A obra da Villas Construtora Ltda., possui alvarás concedidos pela Secretaria Municipal de Desenvolvimento Urbano (Sedur) de Autorização nº 25036, Terraplanagem nº 3712 e dispensa de licença ambiental (processo 5911000000-14392/2018), e já removeu vegetação regenerada há 10 anos.

Em nota enviada ao Bnews, a Secretaria Municipal de Desenvolvimento Urbano (Sedur) informou que as licenças foram expedidas, de acordo com as exigências da legislação municipal – Lei de Ordenamento do Uso e Ocupação do Solo (LOUOS), Plano Diretor de Desenvolvimento Urbano (PDDU), Código de Obras e Política Municipal do Meio Ambiente.

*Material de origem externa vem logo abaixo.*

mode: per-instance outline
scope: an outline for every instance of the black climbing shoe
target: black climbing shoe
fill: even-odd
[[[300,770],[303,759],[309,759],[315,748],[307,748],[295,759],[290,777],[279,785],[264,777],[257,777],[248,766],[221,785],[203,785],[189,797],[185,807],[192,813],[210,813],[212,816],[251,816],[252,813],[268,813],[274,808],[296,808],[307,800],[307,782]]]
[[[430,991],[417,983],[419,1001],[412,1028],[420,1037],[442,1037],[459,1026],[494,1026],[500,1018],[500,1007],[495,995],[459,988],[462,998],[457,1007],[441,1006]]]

A área total do empreendimento é de pouco mais de 40 mil metros quadrados, com área comerciável de 25,5 mil metros quadrados, que serão repartidos em 13 lotes, em um deles vai ser construída uma escola.

Em novo pronunciamento enviado nesta sexta-feira (10), a Villas Construtora rebate o embargo à obra e diz que houve uma interrupção temporária para que fosse feita uma nova avaliação na área. Diz ainda que não há qualquer irregularidade ou ilegalidade.

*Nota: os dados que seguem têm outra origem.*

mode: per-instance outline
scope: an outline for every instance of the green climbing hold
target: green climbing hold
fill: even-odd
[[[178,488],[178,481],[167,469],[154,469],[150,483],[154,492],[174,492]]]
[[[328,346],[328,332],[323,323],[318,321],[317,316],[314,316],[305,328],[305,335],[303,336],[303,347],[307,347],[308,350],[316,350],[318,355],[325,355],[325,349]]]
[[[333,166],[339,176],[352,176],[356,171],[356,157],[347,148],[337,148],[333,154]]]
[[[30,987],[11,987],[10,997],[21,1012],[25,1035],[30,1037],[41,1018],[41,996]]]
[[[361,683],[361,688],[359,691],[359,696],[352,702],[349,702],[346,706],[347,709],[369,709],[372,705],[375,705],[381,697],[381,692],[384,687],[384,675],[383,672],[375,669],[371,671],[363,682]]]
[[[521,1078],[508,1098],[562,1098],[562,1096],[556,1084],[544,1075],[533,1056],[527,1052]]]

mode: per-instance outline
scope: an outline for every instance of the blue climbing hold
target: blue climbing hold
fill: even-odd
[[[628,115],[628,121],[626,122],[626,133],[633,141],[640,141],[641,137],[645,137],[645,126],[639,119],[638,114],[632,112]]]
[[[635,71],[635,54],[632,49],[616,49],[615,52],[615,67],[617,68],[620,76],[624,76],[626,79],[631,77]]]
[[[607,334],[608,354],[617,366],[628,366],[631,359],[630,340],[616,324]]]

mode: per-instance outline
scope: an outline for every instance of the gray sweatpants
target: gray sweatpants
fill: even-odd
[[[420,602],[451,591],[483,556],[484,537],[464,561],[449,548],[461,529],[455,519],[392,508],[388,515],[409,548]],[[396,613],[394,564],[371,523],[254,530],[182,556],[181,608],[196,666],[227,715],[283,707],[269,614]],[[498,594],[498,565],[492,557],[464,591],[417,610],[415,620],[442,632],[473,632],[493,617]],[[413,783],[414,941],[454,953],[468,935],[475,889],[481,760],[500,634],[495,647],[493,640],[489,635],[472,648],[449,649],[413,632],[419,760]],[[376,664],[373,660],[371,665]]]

A empresa nega ainda a existência de nascente na área do empreendimento, mas sim um local de captação de esgotos e águas de chuva. Ressalta ainda que a todas as licenças ambientais estão devidamente regularizadas, inclusive os responsáveis pela obra estão à disposição para quaisquer esclarecimentos.

Confira a nota na íntegra:

Inicialmente, é importante consignar que não houve embargo da obra, mas tão somente interdição temporária de atividades, medida de natureza preventiva e administrativa, usual em procedimentos de fiscalização ambiental, que não implica, por si só, reconhecimento de irregularidade ou ilegalidade.

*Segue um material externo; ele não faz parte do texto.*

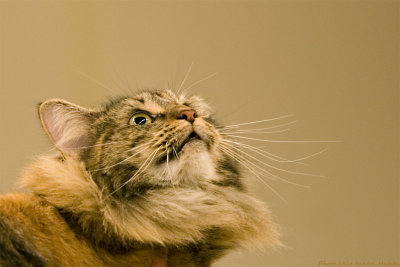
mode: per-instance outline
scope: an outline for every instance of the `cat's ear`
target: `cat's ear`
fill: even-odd
[[[88,146],[92,137],[93,112],[60,99],[51,99],[39,106],[40,120],[54,145],[63,153],[76,156]]]

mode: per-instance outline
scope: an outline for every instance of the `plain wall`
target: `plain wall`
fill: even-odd
[[[288,158],[328,148],[279,165],[328,178],[273,170],[310,186],[268,181],[286,202],[254,179],[287,248],[216,266],[400,262],[398,1],[1,1],[0,30],[0,192],[52,149],[40,101],[178,88],[194,63],[184,86],[217,73],[190,91],[221,121],[295,114],[291,131],[252,137],[342,141],[250,142]]]

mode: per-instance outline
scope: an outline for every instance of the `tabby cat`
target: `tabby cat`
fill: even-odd
[[[31,193],[0,197],[1,266],[204,267],[236,247],[280,245],[201,98],[149,90],[99,109],[51,99],[39,115],[59,153],[25,169]]]

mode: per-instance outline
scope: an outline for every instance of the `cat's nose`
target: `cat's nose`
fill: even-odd
[[[190,123],[193,123],[197,118],[196,111],[193,109],[179,109],[178,110],[178,120],[187,120]]]

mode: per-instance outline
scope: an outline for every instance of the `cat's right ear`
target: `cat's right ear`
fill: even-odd
[[[90,145],[91,110],[51,99],[39,105],[39,116],[51,141],[63,154],[77,156],[82,148]]]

Ademais, diferentemente do que foi divulgado, inclusive do que foi atribuído à manifestação da Dra. Hortência Gomes Pinho, não existe qualquer nascente no interior da área do empreendimento, fato este devidamente comprovado por laudos técnicos especializados já elaborados, os quais atestam tão somente, a existência de um corpo hídrico (Canal de Macrodrenagem de Esgotos) que passa na lateral da gleba, confinado em galerias e tubulações fechadas, e, portanto, não se constituindo em Área de Preservação Permanente - APP, que capta esgotos e águas pluviais de toda região, conduzindo-os para a estação de tratamento da EMBASA, de onde são lançados no mar através do Emissário Submarino do Rio Vermelho. Toda documentação foi avaliada e aprovada pelos órgãos competentes municipais, quando da solicitação da Licença Ambiental do empreendimento.

Equivoca-se, ainda, citada representante do parquet quando informa que “houve constatação em campo de que realmente havia os recursos no local da obra”, especialmente porque a interdição provisória realizada pelo INEMA se deu em caráter preventivo, buscando aprofundar os entendimentos acerca dos documentos e fatos inerentes ao empreendimento.

Ressalta-se que o empreendimento vem sendo conduzido com observância às normas ambientais aplicáveis, (Alvarás, Licença Ambiental, Autorização de Supressão de Vegetação) estando seus responsáveis à disposição dos órgãos competentes para prestar todos os esclarecimentos necessários, inclusive com a apresentação dos estudos técnicos pertinentes.

Dessa forma, reitera-se que:

1. não há embargo da obra, mas apenas interdição temporária de caráter preventivo;

2. não há presença de nascente na área do terreno, conforme laudos técnicos existentes e já antes avalizados pelos órgãos municipais envolvidos no licenciamento do empreendimento;

3. não há configuração de dano ambiental ou irregularidade que comprometa a legalidade do empreendimento, muito pelo contrário, pois em conformidade com a Autorização de Supressão de Vegetação realizada com o acompanhado de biólogos, serão retiradas 181 árvores, na sua quase totalidade exóticas e Embaúbas, e serão plantadas e mantidas por dois anos, 2.352 árvores da Mata Atlântica.

Por fim, reforça-se o compromisso dos responsáveis pelo empreendimento com a legalidade, a transparência e o respeito à legislação ambiental.